Parents around the world speak to their babies little differently than they do with anyone else. There is actually a term for it. It’s called “parentese.” According to a new study from the Institute for Learning & Brain Sciences, or I-LABS, at the University of Washington, researchers found that when parents talked to their babies in “parentese” it could help them develop their language and social skills at an accelerated rate.

Mom and Baby

Usually without realizing it, parents start speaking parentese when they adopt simple grammar and words while also using exaggerated sounds. Researchers examined how parent coaching about the value of parentese affected adults’ use of it with their own infants, and demonstrated that increases in the use of parentese enhanced children’s later language skills.

The study, published online on February 3 in the Proceedings of the National Academy of Sciences, finds that parents who participated in individual coaching sessions used parentese more often than control-group parents who were not coached, and that coaching produced more parent-child “conversational turns” and increased the child’s language skills months later.

“We’ve known for some time that the use of parentese is associated with improved language outcomes,” said Patricia Kuhl, I-LABS co-director and professor of speech and hearing sciences at the UW. “We now think parentese works because it’s a social hook for the baby brain — its high pitch and slower tempo are socially engaging and invite the baby to respond.”

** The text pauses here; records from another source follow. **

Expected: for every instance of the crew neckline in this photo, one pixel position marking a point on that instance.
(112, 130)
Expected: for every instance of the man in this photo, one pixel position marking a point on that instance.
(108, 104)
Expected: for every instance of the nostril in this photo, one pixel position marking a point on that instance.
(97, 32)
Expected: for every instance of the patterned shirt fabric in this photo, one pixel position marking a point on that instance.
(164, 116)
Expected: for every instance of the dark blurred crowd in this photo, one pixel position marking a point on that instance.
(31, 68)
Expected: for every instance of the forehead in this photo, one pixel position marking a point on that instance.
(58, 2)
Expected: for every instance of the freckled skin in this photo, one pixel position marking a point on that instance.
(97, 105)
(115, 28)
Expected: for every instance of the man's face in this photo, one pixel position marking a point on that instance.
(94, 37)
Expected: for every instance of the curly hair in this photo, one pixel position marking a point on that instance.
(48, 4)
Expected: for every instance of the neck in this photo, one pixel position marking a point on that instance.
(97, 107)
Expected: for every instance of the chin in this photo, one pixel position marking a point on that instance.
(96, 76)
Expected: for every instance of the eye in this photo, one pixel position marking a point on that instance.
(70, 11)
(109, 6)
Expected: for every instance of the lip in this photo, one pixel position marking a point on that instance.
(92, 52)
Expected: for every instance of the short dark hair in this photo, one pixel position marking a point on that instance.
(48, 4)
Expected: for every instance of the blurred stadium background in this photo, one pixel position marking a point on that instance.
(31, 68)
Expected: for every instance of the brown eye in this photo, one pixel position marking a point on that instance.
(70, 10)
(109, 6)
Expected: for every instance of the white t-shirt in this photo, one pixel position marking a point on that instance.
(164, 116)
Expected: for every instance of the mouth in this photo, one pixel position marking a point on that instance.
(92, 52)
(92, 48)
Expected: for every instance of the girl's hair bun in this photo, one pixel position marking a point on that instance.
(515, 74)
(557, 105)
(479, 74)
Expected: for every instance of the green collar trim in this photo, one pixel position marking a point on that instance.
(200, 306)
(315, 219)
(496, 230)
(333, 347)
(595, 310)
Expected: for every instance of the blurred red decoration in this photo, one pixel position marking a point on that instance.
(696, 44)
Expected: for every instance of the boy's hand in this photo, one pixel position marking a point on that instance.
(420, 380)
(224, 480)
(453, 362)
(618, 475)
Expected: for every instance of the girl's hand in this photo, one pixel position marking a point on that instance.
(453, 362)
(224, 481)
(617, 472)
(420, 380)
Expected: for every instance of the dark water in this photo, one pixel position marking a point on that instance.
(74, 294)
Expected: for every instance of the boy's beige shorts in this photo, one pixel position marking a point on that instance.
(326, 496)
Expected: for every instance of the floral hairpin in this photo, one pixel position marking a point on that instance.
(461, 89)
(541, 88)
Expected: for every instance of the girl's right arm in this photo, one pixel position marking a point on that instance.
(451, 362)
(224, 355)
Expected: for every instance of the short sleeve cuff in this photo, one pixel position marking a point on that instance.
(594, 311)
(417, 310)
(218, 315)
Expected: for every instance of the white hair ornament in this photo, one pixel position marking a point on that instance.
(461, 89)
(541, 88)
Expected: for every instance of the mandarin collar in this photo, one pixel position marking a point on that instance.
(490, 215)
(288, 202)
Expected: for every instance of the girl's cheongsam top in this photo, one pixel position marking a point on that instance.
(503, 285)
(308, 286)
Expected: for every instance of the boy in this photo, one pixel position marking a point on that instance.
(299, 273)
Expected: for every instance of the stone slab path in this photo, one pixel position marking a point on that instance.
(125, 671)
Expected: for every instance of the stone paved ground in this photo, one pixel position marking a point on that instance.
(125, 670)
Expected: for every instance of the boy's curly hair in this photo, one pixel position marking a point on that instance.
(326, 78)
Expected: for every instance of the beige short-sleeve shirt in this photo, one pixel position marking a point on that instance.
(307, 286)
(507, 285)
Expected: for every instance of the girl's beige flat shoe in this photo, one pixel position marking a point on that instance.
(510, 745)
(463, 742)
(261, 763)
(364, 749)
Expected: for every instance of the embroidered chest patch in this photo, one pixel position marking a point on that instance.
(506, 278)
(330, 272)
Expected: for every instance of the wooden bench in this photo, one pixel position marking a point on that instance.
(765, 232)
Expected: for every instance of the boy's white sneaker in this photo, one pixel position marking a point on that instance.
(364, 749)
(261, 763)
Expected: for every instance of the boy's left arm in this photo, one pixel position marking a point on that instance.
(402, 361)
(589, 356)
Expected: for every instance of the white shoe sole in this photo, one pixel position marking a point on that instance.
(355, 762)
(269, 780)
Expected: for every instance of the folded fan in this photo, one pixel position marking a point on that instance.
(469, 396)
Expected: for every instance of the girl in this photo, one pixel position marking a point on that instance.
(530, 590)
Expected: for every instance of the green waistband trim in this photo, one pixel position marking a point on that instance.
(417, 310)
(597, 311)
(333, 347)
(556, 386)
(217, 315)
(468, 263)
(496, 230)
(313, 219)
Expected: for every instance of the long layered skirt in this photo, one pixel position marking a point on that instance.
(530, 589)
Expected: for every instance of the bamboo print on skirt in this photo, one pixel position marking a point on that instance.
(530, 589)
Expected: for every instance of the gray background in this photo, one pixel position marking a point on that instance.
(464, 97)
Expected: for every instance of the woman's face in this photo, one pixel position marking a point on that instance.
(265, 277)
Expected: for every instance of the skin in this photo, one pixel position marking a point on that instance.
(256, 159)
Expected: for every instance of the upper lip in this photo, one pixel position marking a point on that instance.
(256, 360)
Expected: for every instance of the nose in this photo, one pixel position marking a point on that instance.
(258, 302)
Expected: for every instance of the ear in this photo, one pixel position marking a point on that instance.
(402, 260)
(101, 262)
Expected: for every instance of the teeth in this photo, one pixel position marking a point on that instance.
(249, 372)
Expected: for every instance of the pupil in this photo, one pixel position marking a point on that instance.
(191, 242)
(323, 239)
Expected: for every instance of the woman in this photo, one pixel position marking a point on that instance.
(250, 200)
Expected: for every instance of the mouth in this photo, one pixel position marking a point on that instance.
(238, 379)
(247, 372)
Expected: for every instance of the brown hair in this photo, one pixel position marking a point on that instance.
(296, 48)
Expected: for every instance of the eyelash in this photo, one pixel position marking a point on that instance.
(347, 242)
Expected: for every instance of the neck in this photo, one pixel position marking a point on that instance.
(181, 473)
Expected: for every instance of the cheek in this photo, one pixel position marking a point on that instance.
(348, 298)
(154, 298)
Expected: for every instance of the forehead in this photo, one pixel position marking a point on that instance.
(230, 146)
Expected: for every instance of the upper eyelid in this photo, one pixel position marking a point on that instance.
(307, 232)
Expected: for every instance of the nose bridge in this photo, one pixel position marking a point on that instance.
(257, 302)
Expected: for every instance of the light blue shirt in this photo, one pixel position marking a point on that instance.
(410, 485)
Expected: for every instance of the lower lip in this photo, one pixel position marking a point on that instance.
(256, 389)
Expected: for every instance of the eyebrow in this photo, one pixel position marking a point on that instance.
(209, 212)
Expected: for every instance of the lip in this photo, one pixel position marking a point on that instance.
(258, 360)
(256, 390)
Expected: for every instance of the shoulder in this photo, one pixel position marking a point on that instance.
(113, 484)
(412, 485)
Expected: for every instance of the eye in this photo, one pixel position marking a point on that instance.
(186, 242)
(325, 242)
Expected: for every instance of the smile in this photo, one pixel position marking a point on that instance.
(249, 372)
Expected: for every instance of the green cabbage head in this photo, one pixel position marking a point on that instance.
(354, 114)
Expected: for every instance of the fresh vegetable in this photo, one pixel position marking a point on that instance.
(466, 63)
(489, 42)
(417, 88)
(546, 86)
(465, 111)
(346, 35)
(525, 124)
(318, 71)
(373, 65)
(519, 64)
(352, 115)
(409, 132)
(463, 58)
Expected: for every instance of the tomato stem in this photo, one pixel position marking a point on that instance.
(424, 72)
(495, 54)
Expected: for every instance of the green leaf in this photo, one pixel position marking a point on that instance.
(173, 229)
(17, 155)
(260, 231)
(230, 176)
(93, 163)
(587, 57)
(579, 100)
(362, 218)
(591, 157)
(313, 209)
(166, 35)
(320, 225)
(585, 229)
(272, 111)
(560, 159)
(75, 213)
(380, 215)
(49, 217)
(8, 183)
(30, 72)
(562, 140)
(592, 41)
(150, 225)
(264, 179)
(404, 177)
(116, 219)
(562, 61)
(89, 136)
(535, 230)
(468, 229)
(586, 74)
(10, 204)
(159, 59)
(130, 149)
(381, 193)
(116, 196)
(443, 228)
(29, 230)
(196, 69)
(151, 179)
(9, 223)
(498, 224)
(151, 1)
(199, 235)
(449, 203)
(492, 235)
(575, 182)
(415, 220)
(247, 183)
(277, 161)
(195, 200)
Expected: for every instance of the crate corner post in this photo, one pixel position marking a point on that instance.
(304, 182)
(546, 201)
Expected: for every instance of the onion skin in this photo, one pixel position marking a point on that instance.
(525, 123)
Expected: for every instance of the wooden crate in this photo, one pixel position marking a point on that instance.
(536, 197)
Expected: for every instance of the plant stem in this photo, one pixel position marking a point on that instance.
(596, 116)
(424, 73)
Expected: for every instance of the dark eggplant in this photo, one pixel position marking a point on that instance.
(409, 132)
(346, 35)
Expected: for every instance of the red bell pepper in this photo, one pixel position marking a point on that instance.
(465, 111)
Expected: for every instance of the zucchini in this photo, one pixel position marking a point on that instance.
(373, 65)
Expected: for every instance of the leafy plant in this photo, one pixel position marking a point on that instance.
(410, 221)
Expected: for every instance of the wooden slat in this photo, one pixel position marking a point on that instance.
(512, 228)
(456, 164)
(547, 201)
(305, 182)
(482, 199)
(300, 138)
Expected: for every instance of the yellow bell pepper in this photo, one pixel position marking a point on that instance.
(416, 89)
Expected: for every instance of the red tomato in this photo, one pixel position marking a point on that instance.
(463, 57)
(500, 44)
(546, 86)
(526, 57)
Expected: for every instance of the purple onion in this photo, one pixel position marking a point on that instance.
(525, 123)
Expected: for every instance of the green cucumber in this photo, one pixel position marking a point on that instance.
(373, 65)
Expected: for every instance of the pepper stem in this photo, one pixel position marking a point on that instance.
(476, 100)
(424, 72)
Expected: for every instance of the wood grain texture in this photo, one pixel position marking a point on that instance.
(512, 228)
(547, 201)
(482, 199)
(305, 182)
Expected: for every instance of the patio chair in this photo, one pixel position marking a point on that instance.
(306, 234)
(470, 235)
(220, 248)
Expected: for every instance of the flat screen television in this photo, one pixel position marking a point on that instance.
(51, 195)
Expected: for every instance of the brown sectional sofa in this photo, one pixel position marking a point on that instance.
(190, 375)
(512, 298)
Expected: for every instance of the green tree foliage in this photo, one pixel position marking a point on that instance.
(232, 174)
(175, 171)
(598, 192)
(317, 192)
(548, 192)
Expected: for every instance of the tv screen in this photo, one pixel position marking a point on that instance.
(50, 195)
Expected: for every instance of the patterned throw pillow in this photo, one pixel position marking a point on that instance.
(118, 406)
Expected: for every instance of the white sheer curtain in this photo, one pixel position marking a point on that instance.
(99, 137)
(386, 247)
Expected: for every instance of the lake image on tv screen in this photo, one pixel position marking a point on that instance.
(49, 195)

In a previous study conducted in 2018, I-LABS researchers tracked use of parentese among adults and their 6-month-old infants, and found that babies whose parents participated in parentese coaching sessions babbled more and produced more words by age 14 months than infants whose parents were not directed in the technique.

The new study showed that children of coached parents produced real words such as “banana” or “milk” at almost twice the frequency of children whose parents were in the control group. Parent surveys estimated that the children’s 18-month vocabulary averaged around 100 words among children of coached families, compared to 60 words among children in the control group.

Kuhl added, “Language evolved to facilitate the social communication skills that are essential for survival of the species. In this study, we observe firsthand how parents’ language and social engagement can promote baby’s initial responsive coos, which become words, and then sentences — educating infants in the art of human communication.”